In [2]:
! pip install -q kaggle

import os
from google.colab import files

if not os.path.exists("/root/.kaggle/kaggle.json"):
  files.upload()
  ! mkdir -p ~/.kaggle
  ! mv kaggle.json ~/.kaggle/ 
  ! chmod 600 ~/.kaggle/kaggle.json

Saving kaggle.json to kaggle.json


In [3]:
!kaggle datasets download fullmetal26/glovetwitter27b100dtxt 
!unzip glovetwitter27b100dtxt.zip

Downloading glovetwitter27b100dtxt.zip to /content
 99% 770M/778M [00:14<00:00, 54.3MB/s]
100% 778M/778M [00:14<00:00, 57.8MB/s]
Archive:  glovetwitter27b100dtxt.zip
  inflating: glove.twitter.27B.200d.txt  


In [19]:
import tensorflow.keras
from tensorflow.keras.models import Sequential
from tensorflow.keras.layers import InputLayer, Dense, SimpleRNN, Activation, Dropout, Conv1D
from tensorflow.keras.layers import Embedding, Flatten, LSTM, GRU
from tensorflow.keras.preprocessing.text import Tokenizer
from tensorflow.keras.preprocessing.sequence import pad_sequences
from tensorflow.keras.callbacks import EarlyStopping
import pandas as pd
import numpy as np
import spacy
from sklearn.metrics import classification_report

In [5]:
def load_glove_model(glove_file):
    print("[INFO]Loading GloVe Model...")
    model = {}
    with open(glove_file, 'r') as f:
        for line in f:
            split_line = line.split()
            word = split_line[0]
            embeddings = [float(val) for val in split_line[1:]]
            model[word] = embeddings
    print("[INFO] Done...{} words loaded!".format(len(model)))
    return model
glove_model = load_glove_model("glove.twitter.27B.200d.txt")

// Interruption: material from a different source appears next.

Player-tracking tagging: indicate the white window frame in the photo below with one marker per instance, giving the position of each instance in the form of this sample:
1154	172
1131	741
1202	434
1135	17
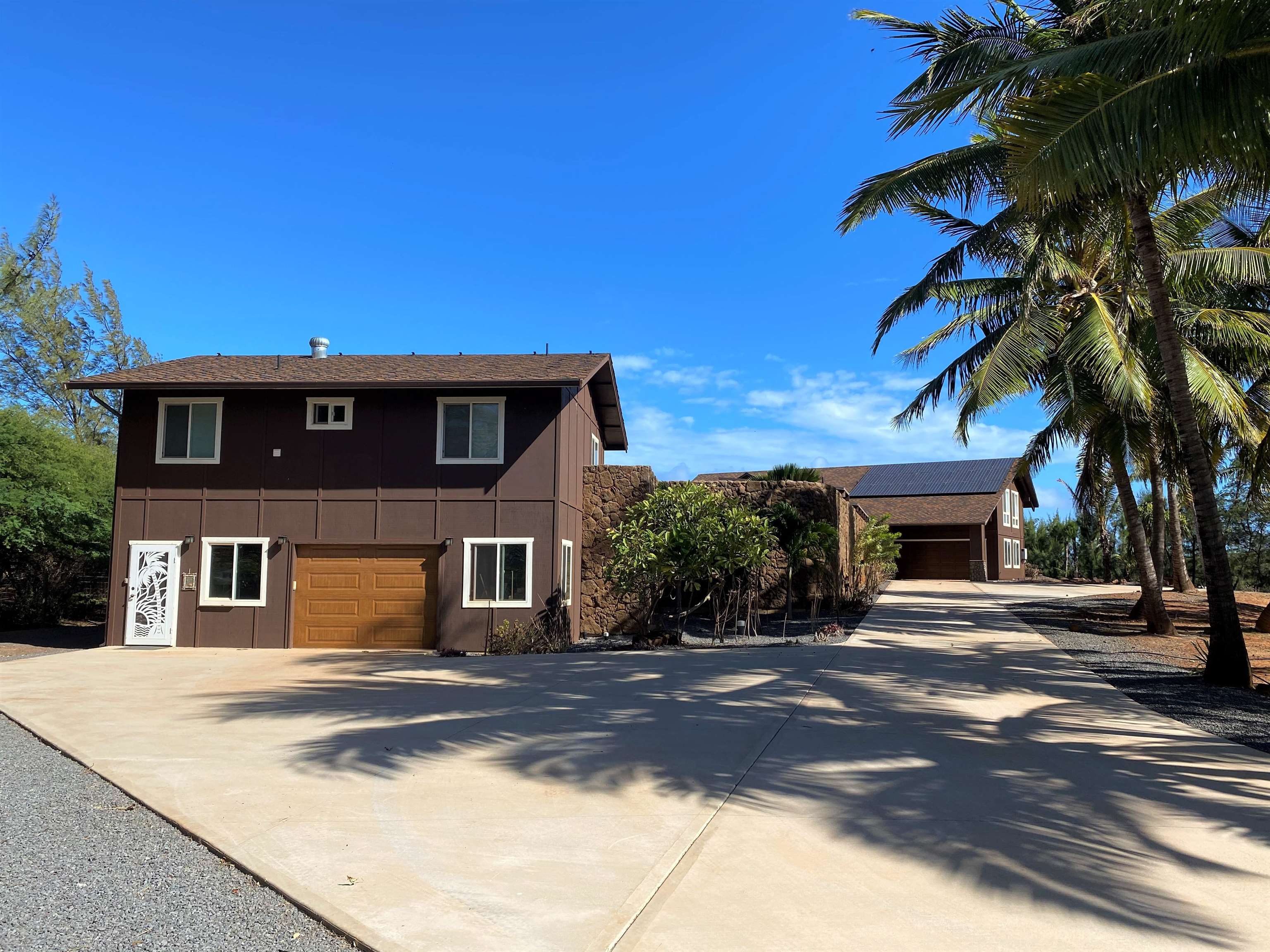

[INFO]Loading GloVe Model...
[INFO] Done...1193514 words loaded!


In [6]:
# adopted from utils.py
nlp = spacy.load("en")

def remove_stopwords(sentence):
    '''
    function to remove stopwords
        input: sentence - string of sentence
    '''
    new = []
    # tokenize sentence
    sentence = nlp(sentence)
    for tk in sentence:
        if (tk.is_stop == False) & (tk.pos_ !="PUNCT"):
            new.append(tk.string.strip())
    # convert back to sentence string
    c = " ".join(str(x) for x in new)
    return c


def lemmatize(sentence):
    '''
    function to do lemmatization
        input: sentence - string of sentence
    '''
    sentence = nlp(sentence)
    s = ""
    for w in sentence:
        s +=" "+w.lemma_
    return nlp(s)

def sent_vectorizer(sent, model):
    '''
    sentence vectorizer using the pretrained glove model
    '''
    sent_vector = np.zeros(200)
    num_w = 0
    for w in sent.split():
        try:
            # add up all token vectors to a sent_vector
            sent_vector = np.add(sent_vector, model[str(w)])
            num_w += 1
        except:
            pass
    return sent_vector

In [7]:
!wget https://raw.githubusercontent.com/haochen23/nlp-rnn-lstm-sentiment/master/training.1600000.processed.noemoticon.csv

--2020-06-19 10:20:33--  https://raw.githubusercontent.com/haochen23/nlp-rnn-lstm-sentiment/master/training.1600000.processed.noemoticon.csv
Resolving raw.githubusercontent.com (raw.githubusercontent.com)... 151.101.0.133, 151.101.64.133, 151.101.128.133, ...
Connecting to raw.githubusercontent.com (raw.githubusercontent.com)|151.101.0.133|:443... connected.
HTTP request sent, awaiting response... 200 OK
Length: 2989873 (2.9M) [text/plain]
Saving to: ‘training.1600000.processed.noemoticon.csv’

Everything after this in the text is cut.